Are macports builds prevented from accessing /dev/random ?
Joshua Root
jmr at macports.org
Wed Jun 14 13:16:02 UTC 2017
On 2017-6-14 10:07 , Michael wrote:
>
> On 2017-06-13, at 4:20 PM, Joshua Root <jmr at macports.org> wrote:
>
>> On 2017-6-14 08:18 , Christopher Jones wrote:
>>> Had a look into this. The ROOT source never explicitly opens /dev/random in read/write mode. Only read only.
>>> However, it also uses a number of external library calls, like std::rand(), and my best bet is one of these is doing it. As writing to /dev/random is allowed, to update the entropy pool, I don’t think this in itself is an issue.
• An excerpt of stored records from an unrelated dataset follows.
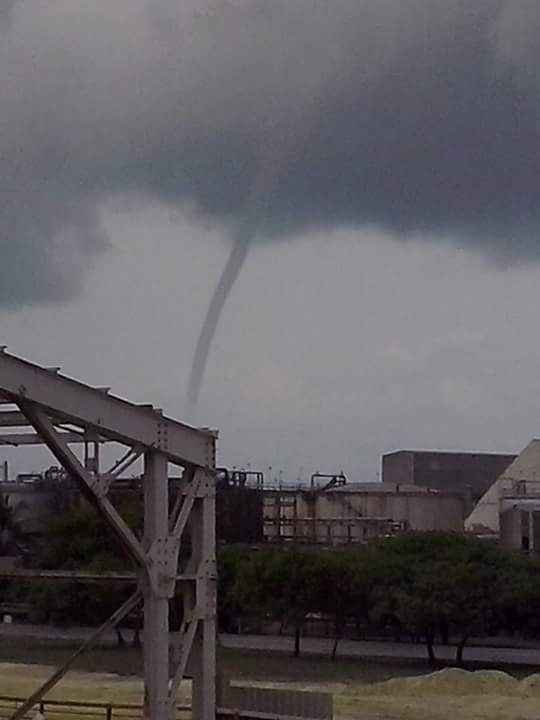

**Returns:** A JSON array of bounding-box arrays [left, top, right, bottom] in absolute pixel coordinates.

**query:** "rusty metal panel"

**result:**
[[219, 685, 334, 720]]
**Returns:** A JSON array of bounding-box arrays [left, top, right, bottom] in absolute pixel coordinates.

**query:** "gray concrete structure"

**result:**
[[465, 440, 540, 552], [382, 450, 517, 514]]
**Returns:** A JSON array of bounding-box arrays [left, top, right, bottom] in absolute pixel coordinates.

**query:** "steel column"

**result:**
[[191, 470, 216, 720], [143, 452, 171, 720]]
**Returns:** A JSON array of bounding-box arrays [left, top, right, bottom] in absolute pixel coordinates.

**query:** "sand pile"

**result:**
[[359, 668, 540, 698]]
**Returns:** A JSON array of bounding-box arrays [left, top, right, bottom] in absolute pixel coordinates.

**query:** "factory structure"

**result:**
[[0, 441, 540, 549]]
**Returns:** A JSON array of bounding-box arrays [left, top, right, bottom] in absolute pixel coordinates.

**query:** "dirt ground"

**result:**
[[0, 640, 540, 720], [0, 663, 540, 720]]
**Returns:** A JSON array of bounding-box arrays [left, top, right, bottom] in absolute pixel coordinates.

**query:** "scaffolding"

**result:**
[[0, 347, 217, 720]]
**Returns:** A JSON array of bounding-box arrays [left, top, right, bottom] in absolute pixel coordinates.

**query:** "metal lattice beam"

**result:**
[[0, 351, 215, 467]]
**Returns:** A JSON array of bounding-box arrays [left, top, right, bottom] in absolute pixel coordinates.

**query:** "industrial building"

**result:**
[[264, 482, 464, 545], [382, 450, 517, 515]]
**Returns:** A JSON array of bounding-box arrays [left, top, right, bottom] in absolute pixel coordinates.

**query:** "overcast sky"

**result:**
[[0, 0, 540, 480]]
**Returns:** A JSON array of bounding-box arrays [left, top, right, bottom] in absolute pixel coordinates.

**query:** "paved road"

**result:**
[[0, 623, 540, 667], [221, 635, 540, 666]]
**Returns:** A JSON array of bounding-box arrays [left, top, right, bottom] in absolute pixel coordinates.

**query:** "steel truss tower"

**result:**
[[0, 347, 216, 720]]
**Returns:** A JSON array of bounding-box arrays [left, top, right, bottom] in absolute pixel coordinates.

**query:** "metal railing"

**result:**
[[0, 696, 324, 720], [0, 696, 191, 720]]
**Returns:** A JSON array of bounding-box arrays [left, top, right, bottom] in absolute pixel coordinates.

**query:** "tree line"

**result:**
[[219, 532, 540, 664], [0, 511, 540, 663]]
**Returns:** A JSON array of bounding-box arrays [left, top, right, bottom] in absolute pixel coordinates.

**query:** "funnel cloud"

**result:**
[[0, 0, 540, 310]]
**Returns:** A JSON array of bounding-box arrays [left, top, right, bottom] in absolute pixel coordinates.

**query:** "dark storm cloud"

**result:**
[[0, 0, 540, 304]]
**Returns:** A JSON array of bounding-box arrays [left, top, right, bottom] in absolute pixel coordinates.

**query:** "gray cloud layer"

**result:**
[[0, 0, 540, 305]]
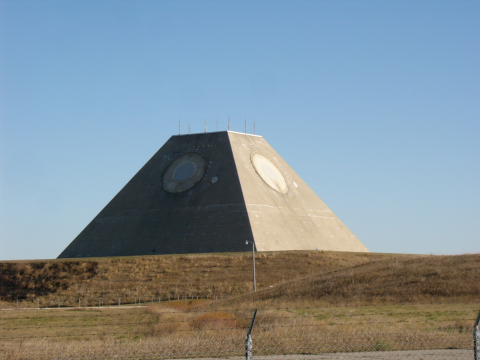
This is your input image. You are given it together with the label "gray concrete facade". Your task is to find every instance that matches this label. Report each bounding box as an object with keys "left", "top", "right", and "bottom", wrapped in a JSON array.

>>> So is it OK to add /dev/random to the allowed locations for the sandbox ?
>>
>> Yes, that would be fine.
>>
>> I had a look at the xnu source by the way, and writing to /dev/random on Darwin is indeed equivalent to writing to /dev/null; the kernel doesn't use the written data in any way.
>>
>> - Josh
>
> Odd. The manual states: "To add entropy to the random generation system, open /dev/random for writing and write data that you believe to be somehow random."
>
> In the past, on linux systems, I would have a shutdown script that pulled 512 bytes out of /dev/random, and saved it in a file; on restart, it would be put back into /dev/random. But that was when it was actually possible to modify /etc/rc and run stuff at startup.
>
> So in Xnu, how do you ensure random data in the entropy pool? How do you seed the random numbers so that there's some ... randomness?
>
> (rc.local is way too late to adjust system startup. And launchd/init wants to have some sort of hard-coded startup functions that you can't alter).
Best I can tell, the entropy pool gets 16 random bytes obtained in a
hardware-specific manner very early in the boot process.